As the leading search engine, those who use Google in an attempt to find what they need probably won’t find it if it’s stuffed behind an online search form at an agency’s site.
Today, the Google Public Policy blog noted the company’s testimony before the Senate Homeland Security and Governmental Affairs Committee about this problem. Google’s J.L. Needham called out forms as an obstacle to indexing content effectively:
The most common barrier is the search form for a database that asks users to input several fields of information to find what they’re looking for. Our crawlers cannot effectively follow the links to reach behind the search form.
Google tipped the Sitemaps protocol, accepted at all of the major search engines, as a way for government sites to help guide the spiders to the content that citizens want to discover in search. It’s also in use at the government’s main information portal, USA.gov.

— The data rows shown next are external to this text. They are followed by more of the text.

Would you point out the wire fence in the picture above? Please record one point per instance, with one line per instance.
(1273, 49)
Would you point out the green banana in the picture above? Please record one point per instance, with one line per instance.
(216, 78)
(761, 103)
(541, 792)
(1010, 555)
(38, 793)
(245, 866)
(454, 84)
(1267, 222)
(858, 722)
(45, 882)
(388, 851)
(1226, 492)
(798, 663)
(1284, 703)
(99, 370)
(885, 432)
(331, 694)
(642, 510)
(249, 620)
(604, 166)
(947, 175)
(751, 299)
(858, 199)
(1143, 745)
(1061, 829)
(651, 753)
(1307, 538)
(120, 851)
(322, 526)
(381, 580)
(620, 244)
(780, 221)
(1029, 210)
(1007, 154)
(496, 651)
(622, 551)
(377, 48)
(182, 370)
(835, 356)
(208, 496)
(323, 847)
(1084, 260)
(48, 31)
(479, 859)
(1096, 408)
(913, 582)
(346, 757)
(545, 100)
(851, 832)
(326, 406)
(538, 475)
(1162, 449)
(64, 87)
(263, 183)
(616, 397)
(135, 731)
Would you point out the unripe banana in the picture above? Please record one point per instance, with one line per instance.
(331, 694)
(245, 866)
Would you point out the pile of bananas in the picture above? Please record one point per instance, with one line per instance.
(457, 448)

The search ad company also cited the release of a Center for Democracy & Technology report on how the government has published information and made it available to searchers. Their report lambasted availability of responses to some important queries:
A search for "New York radiation" does not find basic FEMA and DHS information about current conditions and monitoring.
A search to help grandparents with a question about visitation of their grandchildren in any search engine does not turn up an article of the same title located on the Web site of the Administration for Children & Families.
A search for "small farm loans" turns up the commercial offers for loans, and statistics about government loans, but not most of the major federal government programs designed to help fund small farms.
Like Google, CDT exhorted the Feds to pass the E-Government reauthorization act, and to take steps to enable search crawlers to find content more efficiently.